About Me
I have been a therapist for five years. I’m originally from Georgia and moved to Colorado ten years ago with my family. Therapy is a second career for me, and I became a therapist after experiencing my own healing in therapy and wanting to pass that transformational experience on to others.
Most of the people I work with have experienced trauma, ranging from physical and sexual abuse as children to bullying, abusive romantic relationships, religious trauma, and the prejudice and oppression that happens when you are part of a minority or marginalized group. I view my clients as the complex and vibrant people they are, including your particular values, how you view yourself in relation to others, and how past experiences have shaped who you are today.
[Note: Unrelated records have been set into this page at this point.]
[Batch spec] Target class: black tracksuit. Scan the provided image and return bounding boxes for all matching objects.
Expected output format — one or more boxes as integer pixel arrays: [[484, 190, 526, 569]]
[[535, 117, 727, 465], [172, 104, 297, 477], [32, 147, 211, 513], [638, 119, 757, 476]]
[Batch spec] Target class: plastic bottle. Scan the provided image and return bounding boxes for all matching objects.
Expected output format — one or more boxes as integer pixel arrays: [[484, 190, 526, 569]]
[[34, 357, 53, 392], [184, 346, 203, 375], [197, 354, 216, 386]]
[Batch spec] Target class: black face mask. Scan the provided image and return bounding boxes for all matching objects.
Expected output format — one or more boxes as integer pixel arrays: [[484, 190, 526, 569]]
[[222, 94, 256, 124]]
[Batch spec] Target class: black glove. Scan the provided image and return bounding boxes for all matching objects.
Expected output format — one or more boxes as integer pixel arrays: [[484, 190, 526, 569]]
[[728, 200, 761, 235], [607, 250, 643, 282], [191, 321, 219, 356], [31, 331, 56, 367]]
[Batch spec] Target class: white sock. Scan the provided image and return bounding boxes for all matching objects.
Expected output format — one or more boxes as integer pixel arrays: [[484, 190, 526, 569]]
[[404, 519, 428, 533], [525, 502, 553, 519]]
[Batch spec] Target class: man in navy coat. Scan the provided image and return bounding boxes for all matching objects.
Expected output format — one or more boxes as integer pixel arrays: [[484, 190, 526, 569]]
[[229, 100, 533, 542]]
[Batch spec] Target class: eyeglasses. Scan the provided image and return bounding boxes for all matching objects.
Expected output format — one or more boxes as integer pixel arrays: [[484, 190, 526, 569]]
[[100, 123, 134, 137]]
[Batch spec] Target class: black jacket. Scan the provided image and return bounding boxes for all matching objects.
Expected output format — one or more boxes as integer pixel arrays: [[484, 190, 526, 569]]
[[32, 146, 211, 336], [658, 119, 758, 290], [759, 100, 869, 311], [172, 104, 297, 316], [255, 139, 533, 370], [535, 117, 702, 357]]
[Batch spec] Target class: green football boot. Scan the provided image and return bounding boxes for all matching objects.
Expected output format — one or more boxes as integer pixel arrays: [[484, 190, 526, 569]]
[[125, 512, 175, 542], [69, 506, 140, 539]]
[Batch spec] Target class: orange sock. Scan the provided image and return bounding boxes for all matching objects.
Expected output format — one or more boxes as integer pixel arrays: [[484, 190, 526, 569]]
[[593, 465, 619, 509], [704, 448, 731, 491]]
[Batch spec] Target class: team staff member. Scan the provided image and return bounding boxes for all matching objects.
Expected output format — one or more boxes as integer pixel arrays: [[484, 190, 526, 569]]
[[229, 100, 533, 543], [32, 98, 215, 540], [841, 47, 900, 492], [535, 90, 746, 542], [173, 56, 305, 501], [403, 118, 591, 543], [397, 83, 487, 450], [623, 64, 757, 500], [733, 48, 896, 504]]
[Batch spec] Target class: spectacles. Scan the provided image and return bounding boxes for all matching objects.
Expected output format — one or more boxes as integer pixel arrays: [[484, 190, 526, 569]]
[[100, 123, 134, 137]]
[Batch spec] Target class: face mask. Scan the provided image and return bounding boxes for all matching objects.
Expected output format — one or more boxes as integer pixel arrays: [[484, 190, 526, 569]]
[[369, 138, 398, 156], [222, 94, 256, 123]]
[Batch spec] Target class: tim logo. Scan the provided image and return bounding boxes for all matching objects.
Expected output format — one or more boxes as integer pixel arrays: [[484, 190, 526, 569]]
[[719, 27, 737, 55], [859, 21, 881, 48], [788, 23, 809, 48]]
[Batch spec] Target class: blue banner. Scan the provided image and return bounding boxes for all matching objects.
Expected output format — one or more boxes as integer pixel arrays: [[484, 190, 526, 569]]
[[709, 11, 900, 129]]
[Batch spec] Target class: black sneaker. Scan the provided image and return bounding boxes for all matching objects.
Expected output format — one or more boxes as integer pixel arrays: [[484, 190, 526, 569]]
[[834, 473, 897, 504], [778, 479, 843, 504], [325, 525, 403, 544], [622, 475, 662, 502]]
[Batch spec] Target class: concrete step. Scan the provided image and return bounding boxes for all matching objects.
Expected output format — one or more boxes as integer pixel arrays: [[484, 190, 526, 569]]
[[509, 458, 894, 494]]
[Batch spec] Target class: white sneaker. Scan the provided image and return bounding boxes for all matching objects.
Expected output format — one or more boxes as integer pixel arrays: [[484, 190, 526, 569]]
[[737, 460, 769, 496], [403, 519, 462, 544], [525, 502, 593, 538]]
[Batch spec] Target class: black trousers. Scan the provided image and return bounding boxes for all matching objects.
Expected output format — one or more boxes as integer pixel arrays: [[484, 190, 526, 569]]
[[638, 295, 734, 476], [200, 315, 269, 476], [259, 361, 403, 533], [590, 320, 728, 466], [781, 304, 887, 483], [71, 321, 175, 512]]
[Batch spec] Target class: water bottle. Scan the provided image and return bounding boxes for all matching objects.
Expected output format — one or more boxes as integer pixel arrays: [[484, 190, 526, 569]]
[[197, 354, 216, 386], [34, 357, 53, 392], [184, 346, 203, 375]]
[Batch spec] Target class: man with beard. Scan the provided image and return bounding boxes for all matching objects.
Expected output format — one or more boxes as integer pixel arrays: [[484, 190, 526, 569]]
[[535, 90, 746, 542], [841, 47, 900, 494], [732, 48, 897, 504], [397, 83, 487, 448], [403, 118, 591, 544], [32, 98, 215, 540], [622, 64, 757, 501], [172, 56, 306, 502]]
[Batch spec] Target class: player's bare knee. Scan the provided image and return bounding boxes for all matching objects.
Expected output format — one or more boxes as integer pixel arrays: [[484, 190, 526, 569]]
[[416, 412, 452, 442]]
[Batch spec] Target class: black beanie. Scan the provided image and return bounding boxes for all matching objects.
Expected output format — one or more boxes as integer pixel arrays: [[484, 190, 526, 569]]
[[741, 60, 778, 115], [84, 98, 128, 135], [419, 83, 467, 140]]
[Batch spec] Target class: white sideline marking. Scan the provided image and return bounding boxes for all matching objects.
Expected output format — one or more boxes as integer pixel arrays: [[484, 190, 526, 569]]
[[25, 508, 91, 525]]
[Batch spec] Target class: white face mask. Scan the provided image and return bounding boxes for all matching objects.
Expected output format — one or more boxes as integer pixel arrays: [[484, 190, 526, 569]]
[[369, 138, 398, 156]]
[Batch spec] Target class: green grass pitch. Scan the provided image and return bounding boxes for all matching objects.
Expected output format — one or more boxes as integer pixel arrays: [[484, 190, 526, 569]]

I work with people to get deep inside and process memories and misguided beliefs they have about themselves as a result of trauma. I do this by using EMDR as well as IFS or Internal Family Systems. I am trained in both modalities and find that they work well together.
A lot of people I see say that they have been in therapy previously and have not made a lot of progress or felt like they were just going to therapy to talk and that while that was helpful, they want to do deeper work. This was my experience as well being a client until I found a therapist who introduced me to EMDR.
EMDR stands for eye movement desensitization and reprocessing. The idea is to go inside a traumatic memory as you are now, meaning not stuck in fight or flight mode and feeling safe and grounded in the present. When you do this, your mind is able to actually process the memory, and while the memory is of course still there, it loses its power over you, and you in turn are able to see that memory from the context of your present reality. You’re able to take that version of yourself that is trapped in the memory and bring them up to date.
And speaking of versions of ourselves, we all have versions or parts of ourselves that are trapped in the past. This is where Internal Family Systems or IFS is helpful. A lot of people first notice that they have a part that is a critic. Maybe this is a voice, feeling, or thought that you have that tells you you’re unworthy or defective. Most people feel that they want that part to go away and spend considerable energy trying to silence it. IFS asks you to consider how that critic and other parts are trying to help you. What are they protecting you from? Once we can understand why these parts do what they do we can start to have compassion for them, and that is when healing begins.